That is the honest version of the story. And it is actually a story about resilience, not chaos.

Foreign currency shortages. Inflation above 30%. A currency that lost more than half its value between 2022 and 2024. In that environment, cash did not feel stable anymore. It felt expensive. Digital payments were not adopted because they were trendy. They were adopted because they worked.

And when Egyptians move, they move decisively.

Financial inclusion jumped from 27% in 2016 to 74.8% by the end of 2024.

InstaPay processed $3.65 billion in its first year, with 70% of transfers happening outside regular banking hours. Apparently, Egyptians discovered that money also works after 5 pm - who knew.

QR codes now represent 41% of the mobile payments market.

The mobile payments market reached $84.93 billion in 2025 and is projected to hit $184 billion by 2030.

And 53% of merchants adopted digital payments in just the last two years. Try getting 53% of merchants anywhere to agree on lunch, let alone infrastructure.

This was not a sudden romance with 'cashless convenience'. It was rational behavior under pressure. When holding cash becomes inefficient and risky, people optimize. Fast.

The lesson is uncomfortable but important. Adoption does not always come from better UX decks, glossy campaigns or consultants explaining 'digital transformation' for the tenth time.

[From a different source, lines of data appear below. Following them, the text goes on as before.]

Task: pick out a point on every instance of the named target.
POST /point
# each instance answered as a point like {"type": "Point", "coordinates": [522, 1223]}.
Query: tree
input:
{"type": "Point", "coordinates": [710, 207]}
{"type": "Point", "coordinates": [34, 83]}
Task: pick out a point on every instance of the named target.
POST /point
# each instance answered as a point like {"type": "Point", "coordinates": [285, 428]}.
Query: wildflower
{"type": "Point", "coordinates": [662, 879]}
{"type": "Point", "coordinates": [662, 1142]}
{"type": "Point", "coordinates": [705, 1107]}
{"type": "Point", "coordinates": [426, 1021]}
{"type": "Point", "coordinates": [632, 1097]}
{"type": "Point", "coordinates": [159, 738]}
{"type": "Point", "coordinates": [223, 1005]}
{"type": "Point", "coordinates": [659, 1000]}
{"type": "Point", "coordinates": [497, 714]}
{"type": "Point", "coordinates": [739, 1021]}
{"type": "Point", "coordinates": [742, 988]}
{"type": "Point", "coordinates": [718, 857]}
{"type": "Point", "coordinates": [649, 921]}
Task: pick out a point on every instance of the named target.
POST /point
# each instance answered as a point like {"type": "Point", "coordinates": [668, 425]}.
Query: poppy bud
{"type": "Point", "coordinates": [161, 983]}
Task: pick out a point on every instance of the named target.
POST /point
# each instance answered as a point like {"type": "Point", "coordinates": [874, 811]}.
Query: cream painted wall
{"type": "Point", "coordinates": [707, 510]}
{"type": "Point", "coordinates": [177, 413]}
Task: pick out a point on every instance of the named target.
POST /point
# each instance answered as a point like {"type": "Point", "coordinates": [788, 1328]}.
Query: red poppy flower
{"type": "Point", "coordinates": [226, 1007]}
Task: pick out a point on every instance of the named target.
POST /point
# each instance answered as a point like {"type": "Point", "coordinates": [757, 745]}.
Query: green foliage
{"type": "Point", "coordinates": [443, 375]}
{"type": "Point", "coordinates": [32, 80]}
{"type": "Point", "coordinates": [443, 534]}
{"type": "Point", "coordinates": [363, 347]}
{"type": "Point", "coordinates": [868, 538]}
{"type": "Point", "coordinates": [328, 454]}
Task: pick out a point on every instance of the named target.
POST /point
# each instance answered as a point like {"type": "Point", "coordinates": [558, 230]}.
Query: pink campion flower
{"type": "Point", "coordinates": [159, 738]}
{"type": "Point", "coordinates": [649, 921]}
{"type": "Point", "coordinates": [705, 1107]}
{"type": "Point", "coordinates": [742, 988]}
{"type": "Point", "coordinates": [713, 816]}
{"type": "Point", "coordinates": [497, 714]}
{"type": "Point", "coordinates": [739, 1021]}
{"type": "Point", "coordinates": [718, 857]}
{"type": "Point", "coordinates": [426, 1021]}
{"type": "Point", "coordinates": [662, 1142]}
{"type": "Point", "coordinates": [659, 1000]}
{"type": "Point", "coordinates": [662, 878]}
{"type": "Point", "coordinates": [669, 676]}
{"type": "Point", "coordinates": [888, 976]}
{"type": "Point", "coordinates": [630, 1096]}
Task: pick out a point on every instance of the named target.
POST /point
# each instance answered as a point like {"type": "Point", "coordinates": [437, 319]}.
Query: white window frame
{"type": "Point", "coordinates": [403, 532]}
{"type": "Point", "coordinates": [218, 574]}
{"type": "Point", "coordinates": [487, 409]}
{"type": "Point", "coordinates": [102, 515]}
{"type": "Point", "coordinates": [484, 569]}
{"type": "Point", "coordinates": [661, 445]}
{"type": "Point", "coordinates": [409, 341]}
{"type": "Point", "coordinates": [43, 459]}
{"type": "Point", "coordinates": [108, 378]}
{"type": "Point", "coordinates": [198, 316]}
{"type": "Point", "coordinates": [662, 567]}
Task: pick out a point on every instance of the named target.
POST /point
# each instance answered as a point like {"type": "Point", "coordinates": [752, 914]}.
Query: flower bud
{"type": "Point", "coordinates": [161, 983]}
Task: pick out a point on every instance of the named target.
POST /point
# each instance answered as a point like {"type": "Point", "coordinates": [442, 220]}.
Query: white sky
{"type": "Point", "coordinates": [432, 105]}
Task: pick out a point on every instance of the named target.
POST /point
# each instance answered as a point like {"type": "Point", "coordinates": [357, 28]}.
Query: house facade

Sometimes it comes from a macro environment that makes the old model obsolete overnight. Crisis does what marketing teams dream about.

Brazil saw Pix accelerate under economic stress. India had demonetization. Egypt had a currency shock - and responded with scale.

At 8B, we operate in markets that understand this dynamic deeply. Necessity is not a failure of consumer education. It is often the most powerful catalyst for infrastructure adoption.

And if we are honest, payments people love to talk about frictionless UX. Reality occasionally reminds us that survival is the strongest product manager in the room.